Kathy Osborn’s cinematic paintings hark back to the 1950s and 60s, when a boom in wealth in the post-war era glorified consumption and the practice of traditional domestic roles. This time period has been depicted in art and culture in countless ways, often with a strong sense of longing for “simpler times”. Osborn’s work, however, lacks this nostalgia. She addresses the darkness of the nuclear age that was buried beneath layers of cultural repression. Osborn captures women’s domestic isolation through stark shadows and voyeuristic angles, implying that one is not meant to see these scenes of women sitting in darkness, confined to their homes, absent from the public sphere. Osborn composes her works from miniatures that she meticulously arranges and photographs, producing starkly photographic yet strangely physical paintings that haunt and disorient the viewer.
Amy Greenan’s geometric interiors reference how the passage of time leaves its mark on domestic spaces. The only occupants in her rooms are the geometric shapes of light and dark, referencing forms no longer present, like a chalk outline at a crime scene. Greenan initially constructs her paintings very simply, with empty, minimal structures and cells confronting the viewer. However, the more one tries to make sense of the space, the more unclear it becomes. Walls begin at the ceiling and plummet beyond the floor’s threshold, reflections of light bounce off of invisible structures and opposing colors shimmer next to each other making shapes float and move on the canvas. Greenan's paintings depict both the stability of the interior as a symbol, and the formlessness of personal histories.
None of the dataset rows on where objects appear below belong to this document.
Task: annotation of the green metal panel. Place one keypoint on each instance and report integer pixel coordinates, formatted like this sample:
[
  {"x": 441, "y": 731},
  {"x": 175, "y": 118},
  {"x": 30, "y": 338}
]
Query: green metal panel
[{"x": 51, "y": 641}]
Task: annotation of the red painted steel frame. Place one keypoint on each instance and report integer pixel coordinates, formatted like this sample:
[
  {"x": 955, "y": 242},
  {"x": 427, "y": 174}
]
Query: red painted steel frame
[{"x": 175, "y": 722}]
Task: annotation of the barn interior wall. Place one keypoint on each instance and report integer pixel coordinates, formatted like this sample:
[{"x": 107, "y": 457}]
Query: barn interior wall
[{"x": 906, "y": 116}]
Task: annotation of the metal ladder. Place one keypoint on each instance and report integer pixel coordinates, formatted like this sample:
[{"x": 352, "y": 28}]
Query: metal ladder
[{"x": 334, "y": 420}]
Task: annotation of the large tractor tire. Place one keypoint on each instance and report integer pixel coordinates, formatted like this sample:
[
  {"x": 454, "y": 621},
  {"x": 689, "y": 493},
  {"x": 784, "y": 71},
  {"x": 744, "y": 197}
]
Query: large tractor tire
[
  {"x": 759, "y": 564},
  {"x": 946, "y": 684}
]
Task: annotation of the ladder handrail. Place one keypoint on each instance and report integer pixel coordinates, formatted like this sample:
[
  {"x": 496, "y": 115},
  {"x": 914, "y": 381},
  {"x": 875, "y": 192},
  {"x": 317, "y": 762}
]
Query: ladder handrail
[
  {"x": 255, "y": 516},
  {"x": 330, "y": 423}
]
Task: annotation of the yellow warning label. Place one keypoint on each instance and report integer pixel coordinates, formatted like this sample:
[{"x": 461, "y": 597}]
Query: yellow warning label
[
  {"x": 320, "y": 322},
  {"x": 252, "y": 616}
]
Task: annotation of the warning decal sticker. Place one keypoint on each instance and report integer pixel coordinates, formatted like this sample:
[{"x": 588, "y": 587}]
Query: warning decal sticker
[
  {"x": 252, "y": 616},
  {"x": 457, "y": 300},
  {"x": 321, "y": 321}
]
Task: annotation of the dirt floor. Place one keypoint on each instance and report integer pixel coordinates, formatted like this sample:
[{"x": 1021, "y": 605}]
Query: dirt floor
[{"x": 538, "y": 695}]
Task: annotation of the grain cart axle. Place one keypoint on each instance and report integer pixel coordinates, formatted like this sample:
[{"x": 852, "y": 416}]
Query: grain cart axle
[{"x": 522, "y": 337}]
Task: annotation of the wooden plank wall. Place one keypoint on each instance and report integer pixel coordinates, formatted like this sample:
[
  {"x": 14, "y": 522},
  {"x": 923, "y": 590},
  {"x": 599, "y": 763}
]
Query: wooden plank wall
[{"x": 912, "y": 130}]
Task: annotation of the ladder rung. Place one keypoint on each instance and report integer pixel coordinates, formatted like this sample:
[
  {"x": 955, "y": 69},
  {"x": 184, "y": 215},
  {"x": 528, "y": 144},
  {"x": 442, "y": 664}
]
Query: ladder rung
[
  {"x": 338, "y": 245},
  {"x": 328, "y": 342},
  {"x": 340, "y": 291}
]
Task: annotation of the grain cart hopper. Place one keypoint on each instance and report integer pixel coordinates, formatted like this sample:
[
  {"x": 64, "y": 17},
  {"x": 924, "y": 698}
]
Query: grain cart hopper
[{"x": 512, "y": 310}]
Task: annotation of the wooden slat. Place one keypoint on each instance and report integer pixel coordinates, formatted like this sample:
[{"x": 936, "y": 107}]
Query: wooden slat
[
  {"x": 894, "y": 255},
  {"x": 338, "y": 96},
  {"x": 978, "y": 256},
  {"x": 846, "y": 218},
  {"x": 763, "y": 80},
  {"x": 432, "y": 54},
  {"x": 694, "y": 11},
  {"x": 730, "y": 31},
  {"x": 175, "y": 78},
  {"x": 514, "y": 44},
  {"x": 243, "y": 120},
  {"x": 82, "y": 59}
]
Alie Smith began studying interiors as a way to better understand the dynamics of abuse and traumatic memory. Her paintings, which border on abstraction and representation, are based off of photographs from her childhood and found images from crime scenes. Smith depicts how memories imprint themselves upon the architecture of intimate spaces and everyday objects. Her paintings are characterized by moments of airiness and light, interrupted by voids of matte black that confront the viewer. These patterns mimic the structure of traumatic memory, where one has access only to bits and pieces of the past. Smith’s interiors investigate how intimate spaces, which once offered security can come to represent confinement.
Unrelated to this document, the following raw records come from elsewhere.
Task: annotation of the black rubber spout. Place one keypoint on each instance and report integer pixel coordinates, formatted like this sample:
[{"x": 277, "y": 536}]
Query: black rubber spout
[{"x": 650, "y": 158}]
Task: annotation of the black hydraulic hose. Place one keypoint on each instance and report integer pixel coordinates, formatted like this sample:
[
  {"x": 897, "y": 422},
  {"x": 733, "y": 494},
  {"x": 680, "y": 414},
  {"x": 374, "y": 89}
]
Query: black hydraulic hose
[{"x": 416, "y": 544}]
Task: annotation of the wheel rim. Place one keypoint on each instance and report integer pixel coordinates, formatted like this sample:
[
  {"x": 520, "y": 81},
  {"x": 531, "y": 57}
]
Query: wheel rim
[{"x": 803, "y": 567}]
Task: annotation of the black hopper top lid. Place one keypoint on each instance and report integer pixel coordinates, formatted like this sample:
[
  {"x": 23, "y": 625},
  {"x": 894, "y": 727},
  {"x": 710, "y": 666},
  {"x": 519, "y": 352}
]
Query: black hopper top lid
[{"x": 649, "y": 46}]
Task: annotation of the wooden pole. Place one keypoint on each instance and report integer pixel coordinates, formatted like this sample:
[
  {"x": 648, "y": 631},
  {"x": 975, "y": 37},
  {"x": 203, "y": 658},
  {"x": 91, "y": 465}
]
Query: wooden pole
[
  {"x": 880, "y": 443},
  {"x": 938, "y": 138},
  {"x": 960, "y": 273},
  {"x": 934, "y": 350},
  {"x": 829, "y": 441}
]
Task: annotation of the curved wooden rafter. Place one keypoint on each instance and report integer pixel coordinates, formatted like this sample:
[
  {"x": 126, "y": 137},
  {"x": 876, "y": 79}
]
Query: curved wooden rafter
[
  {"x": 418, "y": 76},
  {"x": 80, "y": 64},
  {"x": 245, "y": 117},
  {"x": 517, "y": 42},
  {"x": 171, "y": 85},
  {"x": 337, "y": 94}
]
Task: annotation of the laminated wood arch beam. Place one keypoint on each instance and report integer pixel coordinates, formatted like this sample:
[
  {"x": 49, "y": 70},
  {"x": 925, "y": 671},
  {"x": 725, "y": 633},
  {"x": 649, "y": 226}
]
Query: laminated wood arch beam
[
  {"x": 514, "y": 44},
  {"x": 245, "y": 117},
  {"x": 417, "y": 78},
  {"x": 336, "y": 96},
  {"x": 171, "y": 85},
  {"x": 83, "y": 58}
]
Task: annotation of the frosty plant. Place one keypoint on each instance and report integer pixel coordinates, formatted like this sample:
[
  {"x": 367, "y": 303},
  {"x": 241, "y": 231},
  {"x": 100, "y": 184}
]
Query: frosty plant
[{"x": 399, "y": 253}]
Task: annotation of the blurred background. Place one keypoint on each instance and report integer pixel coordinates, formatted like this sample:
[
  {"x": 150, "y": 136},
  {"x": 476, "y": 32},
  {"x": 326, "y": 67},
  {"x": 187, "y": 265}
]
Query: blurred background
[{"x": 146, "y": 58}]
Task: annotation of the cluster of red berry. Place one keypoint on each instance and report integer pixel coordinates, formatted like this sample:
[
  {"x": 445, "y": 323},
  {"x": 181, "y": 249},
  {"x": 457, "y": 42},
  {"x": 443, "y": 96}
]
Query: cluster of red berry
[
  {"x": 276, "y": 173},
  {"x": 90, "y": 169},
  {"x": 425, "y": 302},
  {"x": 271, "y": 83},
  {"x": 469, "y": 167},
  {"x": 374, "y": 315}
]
Emily LaCour explores the human qualities of the interior and its relationship to collective memory. She films the staged interiors in various Antebellum period museums, as well as her bed in her own bedroom, then paints from the stills of the videos. Her process of capturing and recapturing is reflected in the ghostly physicality of her paintings. The rooms LaCour depicts are haunted by personal and inherited memory, where the past mixes and sometimes clashes with present life. Absence is also a common theme in LaCour’s work. There is no obvious sign of human presence, no figures or personal objects. Instead, she focuses on the emotional traces people leave behind; smears of darkness like overlapping shadows left on the wall, or swaths of bright light, as if the architecture itself were being erased.